By 1692, we have the first recipe for Italian tomato sauce, with chile
peppers, so the modern pizza was just around the corner.
Alas, we shall never know the genius who first put together the bread,
tomato sauce, and cheese. But that's how pizza (as I've defined it)
came to be.
There are a many types of pizza, of course. Even in Naples, there is no
consensus on what exactly constitutes a Neapolitan pizza. Burton
Anderson writes that the most basic pizza is marinara --flat bread with
oil, tomato, garlic, and oregano. It was stored on voyages so that
sailors ( marinai ) could make pizza away from home.
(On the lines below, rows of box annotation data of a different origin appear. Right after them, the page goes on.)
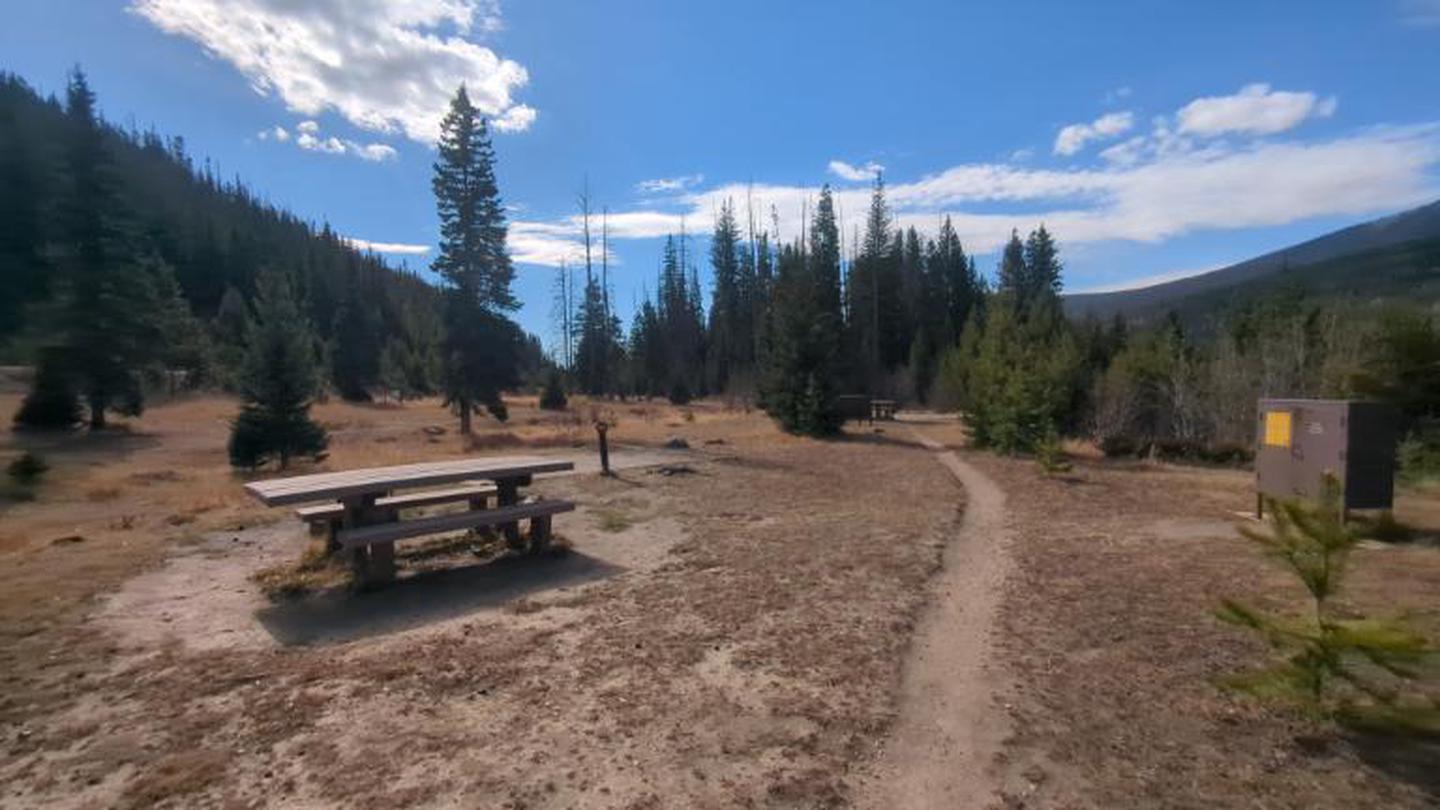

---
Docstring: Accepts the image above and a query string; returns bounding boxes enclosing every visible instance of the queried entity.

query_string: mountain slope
[1064,200,1440,321]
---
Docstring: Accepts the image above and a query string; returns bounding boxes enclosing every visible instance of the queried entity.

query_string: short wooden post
[495,479,524,551]
[530,515,550,553]
[595,419,611,476]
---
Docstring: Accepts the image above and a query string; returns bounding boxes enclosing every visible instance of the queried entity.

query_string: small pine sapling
[1217,476,1440,732]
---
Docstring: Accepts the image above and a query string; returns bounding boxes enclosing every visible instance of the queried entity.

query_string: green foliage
[540,368,566,411]
[946,293,1079,454]
[1035,430,1073,476]
[665,379,694,405]
[6,451,50,487]
[330,285,382,402]
[0,74,439,397]
[14,356,85,431]
[229,271,328,470]
[1397,421,1440,486]
[1217,477,1440,732]
[432,86,523,434]
[760,207,842,437]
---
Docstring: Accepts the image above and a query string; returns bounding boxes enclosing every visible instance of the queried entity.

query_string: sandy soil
[0,402,962,807]
[857,428,1011,809]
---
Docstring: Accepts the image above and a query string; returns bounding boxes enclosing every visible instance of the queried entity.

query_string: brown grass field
[0,393,1440,809]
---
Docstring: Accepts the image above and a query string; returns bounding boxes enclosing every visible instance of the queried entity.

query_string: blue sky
[0,0,1440,337]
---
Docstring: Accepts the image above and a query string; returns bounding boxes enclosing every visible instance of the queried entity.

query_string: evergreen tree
[1024,225,1064,301]
[330,279,380,402]
[432,86,521,435]
[629,298,668,396]
[0,85,48,340]
[229,272,328,470]
[708,200,750,391]
[20,69,166,430]
[996,231,1031,311]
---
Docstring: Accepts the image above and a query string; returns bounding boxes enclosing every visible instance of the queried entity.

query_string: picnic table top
[245,455,575,506]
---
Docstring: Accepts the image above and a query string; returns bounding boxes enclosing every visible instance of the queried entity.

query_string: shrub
[6,453,50,487]
[1035,430,1071,476]
[1217,476,1440,731]
[670,379,693,405]
[14,357,85,431]
[1397,425,1440,486]
[540,369,566,411]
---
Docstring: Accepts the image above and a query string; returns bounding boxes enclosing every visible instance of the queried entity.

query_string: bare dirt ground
[963,453,1440,809]
[0,399,963,807]
[858,425,1011,809]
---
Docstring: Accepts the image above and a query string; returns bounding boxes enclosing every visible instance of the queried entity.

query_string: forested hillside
[1064,202,1440,326]
[0,74,539,399]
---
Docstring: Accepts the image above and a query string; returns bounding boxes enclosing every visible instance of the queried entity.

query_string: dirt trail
[858,431,1009,809]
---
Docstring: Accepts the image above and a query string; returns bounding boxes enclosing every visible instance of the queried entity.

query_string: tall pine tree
[432,86,521,435]
[17,69,170,430]
[229,271,330,470]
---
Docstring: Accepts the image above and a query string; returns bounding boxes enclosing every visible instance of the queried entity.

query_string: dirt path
[858,431,1009,809]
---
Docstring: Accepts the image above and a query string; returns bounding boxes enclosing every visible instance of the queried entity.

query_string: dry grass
[0,389,960,807]
[972,454,1440,809]
[251,540,353,600]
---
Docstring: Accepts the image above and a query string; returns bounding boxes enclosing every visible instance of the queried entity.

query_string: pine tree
[1025,225,1064,301]
[760,186,844,437]
[229,271,328,470]
[19,69,166,430]
[432,86,521,435]
[0,86,46,340]
[330,284,380,402]
[996,231,1031,311]
[708,200,749,391]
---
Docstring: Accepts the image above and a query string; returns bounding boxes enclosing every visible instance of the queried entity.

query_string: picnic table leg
[340,494,383,588]
[367,542,395,585]
[530,515,550,553]
[495,479,526,551]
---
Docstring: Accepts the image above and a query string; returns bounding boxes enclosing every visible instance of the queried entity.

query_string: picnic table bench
[245,455,575,584]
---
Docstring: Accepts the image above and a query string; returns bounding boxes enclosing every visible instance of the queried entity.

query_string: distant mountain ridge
[1064,200,1440,321]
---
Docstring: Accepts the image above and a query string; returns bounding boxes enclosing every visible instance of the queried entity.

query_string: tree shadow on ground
[1346,732,1440,806]
[255,551,624,646]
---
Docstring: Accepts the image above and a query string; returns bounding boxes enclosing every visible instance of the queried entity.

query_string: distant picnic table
[245,455,575,584]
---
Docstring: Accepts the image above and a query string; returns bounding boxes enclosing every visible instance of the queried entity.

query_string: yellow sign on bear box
[1264,411,1292,447]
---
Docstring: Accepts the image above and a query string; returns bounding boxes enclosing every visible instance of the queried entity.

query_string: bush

The pizza
Margherita is just over a century old, named after the first queen of
the united Italy, using toppings of tomato, mozzarella cheese, and
fresh basil--the red, white, and green of the Italian flag. We also
have calzone (pizza with an enclosed filling), pizza maniata (kneaded),
pizzette (miniature) and pizza bianca (no toppings).
Italian immigrants brought pizza to the United States, in the early
1900s. However, it was the 1950s when pizza caught on outside the
Italian-American community, and quickly spread throughout the U.S. and
became an international food, now found in every country.